2. Risk Factor: The risk factor in this business structure is limited as the owners can take the limited risk of debts to ensure the business grows. This helps the business values swiftly in the market.

3. Tax: Under UK law, it is not required to pay corporate tax by the limited liability partnership.

The cons of a limited liability partnership include the following:

  • Filing
  • Lack of Flexibility

1. Filing: The requirement of filing the records annually, annual returns submission and the approval of financial statements are associated with a limited liability partnership.

2. Lack of Flexibility: Because of the factor that the company is owned by multiple owners and directors, there is no flexibility in making the decisions.
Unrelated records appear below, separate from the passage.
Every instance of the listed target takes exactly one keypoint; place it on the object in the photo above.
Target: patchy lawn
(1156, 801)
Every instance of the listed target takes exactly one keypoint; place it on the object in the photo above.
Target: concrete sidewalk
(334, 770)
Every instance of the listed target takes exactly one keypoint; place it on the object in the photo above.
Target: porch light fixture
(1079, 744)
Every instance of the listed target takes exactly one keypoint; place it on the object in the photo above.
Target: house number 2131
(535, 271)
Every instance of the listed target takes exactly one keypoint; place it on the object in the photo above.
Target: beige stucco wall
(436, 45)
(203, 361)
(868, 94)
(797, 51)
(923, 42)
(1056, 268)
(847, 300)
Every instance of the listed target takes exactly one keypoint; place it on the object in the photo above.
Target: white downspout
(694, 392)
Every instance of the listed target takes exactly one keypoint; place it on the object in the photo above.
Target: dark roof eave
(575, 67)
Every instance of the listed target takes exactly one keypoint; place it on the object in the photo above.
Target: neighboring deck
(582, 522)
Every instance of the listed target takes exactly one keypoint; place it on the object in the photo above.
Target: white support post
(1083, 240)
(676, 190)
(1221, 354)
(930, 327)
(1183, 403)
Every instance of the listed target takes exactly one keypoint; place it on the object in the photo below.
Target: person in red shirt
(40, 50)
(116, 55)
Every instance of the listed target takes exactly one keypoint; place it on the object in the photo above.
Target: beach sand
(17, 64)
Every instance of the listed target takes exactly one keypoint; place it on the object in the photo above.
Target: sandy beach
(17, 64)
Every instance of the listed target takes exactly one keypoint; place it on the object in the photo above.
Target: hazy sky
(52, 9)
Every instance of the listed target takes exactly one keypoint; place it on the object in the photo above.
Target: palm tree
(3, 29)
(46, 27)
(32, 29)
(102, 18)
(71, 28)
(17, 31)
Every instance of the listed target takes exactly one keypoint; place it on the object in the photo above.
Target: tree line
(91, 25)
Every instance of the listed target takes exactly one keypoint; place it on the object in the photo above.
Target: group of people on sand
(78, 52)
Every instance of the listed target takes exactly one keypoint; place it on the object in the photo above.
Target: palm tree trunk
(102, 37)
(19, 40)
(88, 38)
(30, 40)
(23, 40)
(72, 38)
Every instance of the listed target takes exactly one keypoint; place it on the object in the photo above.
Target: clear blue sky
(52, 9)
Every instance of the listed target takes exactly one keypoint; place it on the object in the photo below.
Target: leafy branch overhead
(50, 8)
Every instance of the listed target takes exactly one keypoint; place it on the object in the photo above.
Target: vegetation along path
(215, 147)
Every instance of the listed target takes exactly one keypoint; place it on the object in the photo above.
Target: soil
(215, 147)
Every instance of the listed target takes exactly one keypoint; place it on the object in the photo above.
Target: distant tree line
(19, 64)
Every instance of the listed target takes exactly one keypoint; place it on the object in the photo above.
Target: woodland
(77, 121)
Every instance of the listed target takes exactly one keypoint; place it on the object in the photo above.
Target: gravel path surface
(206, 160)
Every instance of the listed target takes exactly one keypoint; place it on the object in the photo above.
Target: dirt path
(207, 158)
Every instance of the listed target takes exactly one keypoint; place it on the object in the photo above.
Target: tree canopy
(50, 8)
You have no right to name the company or make other business decisions on your own.

 

The Bottom Line

As the discussion of types of business entities is coming towards wrapping up finally we can say that there are multiple factors involved in making a decision about suitable business entities. You can think about whether you can handle the responsibility of business losses alone and have the profits all by yourself. Ask yourself if you are ready to rely on your business directors to make important business decisions.

If you will consider these elements and questions before making the decision, this will help you to make the decision with a clear mind and confidence.

 

Disclaimer: The information about the types of business entities provided in this article is general in nature and does not intend to disregard any professional advice.